[Plugin: WP Security Scan] No admin access anymore

While I don’t rightly know which link you’re talking about, what errors are you getting when attempting to log in? Is it a blank page, access denied, etc?

Hi Justin,
I cannot tell you for sure anymore, because there is no access anymore, but I first let the plugin change the wp_ to something else and the clicked on a link where I was warned about the password issue with the username ‘admin’, clicking it took me to https://semperfiwebdesign.com/documentation/wp-security-scan/change-wordpress-admin-username/

no when I log in I get the error ‘You do not have sufficient permissions to access this page.’, so no bad pass or username. I checked in the database and the admin user is still there.

Could you list the domain? If you’d rather not, I’m ok with you emailing it ([email protected]) to me.

Also, is it all access or just Admin access that disappeared?

Hi Justin,
Sorry… you’re poking around in the wrong blog. Try hionline.nl

Yes, all user access is gone

A quick poke around shows that the “admin” username still exists. I’m guessing you are actually able to log into the system, but when it redirects you to the dashboard, it freaks out on user permissions.

Now, I also tested hionline.nl/wp-login.php and hionline.nl/wp-admin and both are working correctly – so I don’t think the plugin renamed the wp directories.

I also installed the plugin on one of my installs and don’t have any problems with it (note: I haven’t let it change anything). I would see what happens when you manually deactivate the plugin by renaming the wp-content/plugins/wp-security-scan folder. When you ssh in, just drop into that dir then type ” mv wp-security-scan wp-security-scan-old” and WP will automatically deactivate it.

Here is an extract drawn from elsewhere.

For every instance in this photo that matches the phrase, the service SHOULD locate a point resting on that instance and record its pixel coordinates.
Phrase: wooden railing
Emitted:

No, it does not help. Can there be some issue in changing the prefix of the databases from wp_ to something else?

f.e. that some part of wp accepted the change (login) and another part did not (user roles) and is still looking for tables with the prefix wp_ ?

Because as you can see, all users are still there and can login, but there are no privileges at all, not even subscriber privs.

I’m a big believer in nuking possible plugin issues first, I’ve just seen too many issues caused due to them.

The table prefix “lives” inside the wp_config.php file. That is currently working as your blog can locate the tables and display content. BUT…I did a little further digging and it appears that the plugin may have missed a few table prefixes that cause this problem. Check it out here.

The second code line of the article linked turned no results, but the first did. So it missed out in the metadata row.

Thanks for your help. The login works again as it should.

had the same problem here (version 2.7.1), executing the update of prefix_usermeta to change meta_keys (some still were wp_) indeed solved the problem.

The security scan plugin breaks admin access to the new widgets panel in WordPress 2.8.

I just got the same problem with WP 2.8.3.
It turned out that solution was to rename wp_capabilities meta_key in table prefix_usermeta. I used phpmyadmin to rename row with umeta_id=3 and meta_key=’wp_capabilities’ to meta_key=’prefix_capabilities’

thanks! worked fine!

I used this plugin on six of my installations ages ago and then I noticed that my girlfriend’s install still had the standard prefix, used this plugin and…………. I had to follow your instructions about changing two prefixes in subtables… Thanks for the info!

Same thing with 2.8.4, but the solution at the beconfused.com site worked – with the one complication that since I didn’t have phpMyAdmin access for this particular blog, I had to write a short PHP script to execute the updates.

this plugin looks awesome, but i’m scared to even try it lol!